CorEx pickle.load() breaks with Unicode words

Question

CorEx pickle.load() breaks with Unicode words

ryanjgallagher opened this issue 7 years ago · 3 comments

If 'words' is passed to the CorEx object upon training, and 'words' contains Unicode characters, then you cannot load the CorEx object using pickle.load() after saving it using pickle.dump().

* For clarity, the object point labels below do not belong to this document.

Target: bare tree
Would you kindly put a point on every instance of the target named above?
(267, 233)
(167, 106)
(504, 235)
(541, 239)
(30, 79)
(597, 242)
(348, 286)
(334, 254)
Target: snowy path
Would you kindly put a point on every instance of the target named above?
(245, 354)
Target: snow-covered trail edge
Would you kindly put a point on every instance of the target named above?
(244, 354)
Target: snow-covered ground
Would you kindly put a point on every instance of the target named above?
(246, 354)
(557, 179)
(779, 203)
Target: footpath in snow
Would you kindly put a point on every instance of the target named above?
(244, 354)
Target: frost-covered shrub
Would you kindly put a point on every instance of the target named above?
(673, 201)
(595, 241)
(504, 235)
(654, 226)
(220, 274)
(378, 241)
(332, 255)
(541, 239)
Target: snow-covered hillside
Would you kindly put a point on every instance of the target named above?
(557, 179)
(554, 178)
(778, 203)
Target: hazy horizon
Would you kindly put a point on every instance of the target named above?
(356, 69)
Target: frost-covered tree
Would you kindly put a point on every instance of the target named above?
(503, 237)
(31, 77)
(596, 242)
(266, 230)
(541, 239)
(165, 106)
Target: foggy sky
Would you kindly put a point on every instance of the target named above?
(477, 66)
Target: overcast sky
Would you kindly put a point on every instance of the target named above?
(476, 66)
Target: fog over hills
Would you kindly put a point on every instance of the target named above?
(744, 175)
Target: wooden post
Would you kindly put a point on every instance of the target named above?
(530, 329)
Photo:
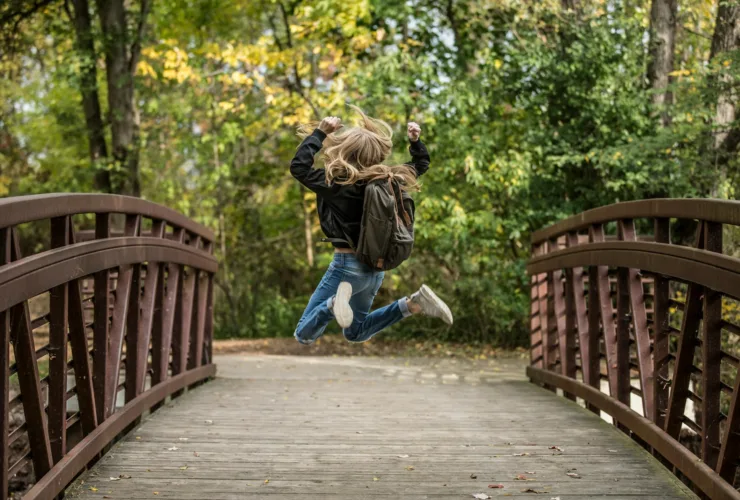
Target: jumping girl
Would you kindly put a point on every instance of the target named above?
(354, 156)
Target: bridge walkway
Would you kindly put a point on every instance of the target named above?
(351, 428)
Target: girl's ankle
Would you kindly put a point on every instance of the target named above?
(412, 306)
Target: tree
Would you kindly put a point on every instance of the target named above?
(661, 54)
(726, 135)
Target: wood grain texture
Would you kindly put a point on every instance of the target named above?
(301, 427)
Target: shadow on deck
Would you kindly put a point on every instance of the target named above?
(316, 428)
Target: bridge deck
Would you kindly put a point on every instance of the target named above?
(323, 428)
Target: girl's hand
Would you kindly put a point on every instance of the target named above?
(330, 124)
(414, 131)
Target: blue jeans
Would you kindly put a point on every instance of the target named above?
(365, 285)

If you are planning on saving and later using the topic model object, then you can either not load words into it and just make the topics yourself using the indices, or you can save the parts of the CorEx topic model that you want for later. Both of these workarounds are a hassle.

Not sure how to fix this.

Answer 1 · 2017-07-18T22:17:41.000Z

What is the pickling error you get? I’m surprised this happens, I’m sure it should be possible to pickle unicode. Maybe the “write mode” for the files is wrong? Is it “w” or “wb” when pickling? I think it should be the latter. open(“file.dat”, “wb”)

…

On Jul 18, 2017, at 3:03 PM, Ryan Gallagher ***@***.***> wrote: If 'words' is passed to the CorEx object upon training, and 'words' contains Unicode characters, then you cannot load the CorEx object using pickle.load() after saving it using pickle.dump(). If you are planning on saving and later using the topic model object, then you can either not load words into it and just make the topics yourself using the indices, or you can save the parts of the CorEx topic model that you want for later. Both of these workarounds are a hassle. Not sure how to fix this. — You are receiving this because you are subscribed to this thread. Reply to this email directly, view it on GitHub <#5>, or mute the thread <https://github.com/notifications/unsubscribe-auth/AH8ph2DTVWZ8x2iT8oVM-r15RFgECzK3ks5sPSufgaJpZM4Ob-24>.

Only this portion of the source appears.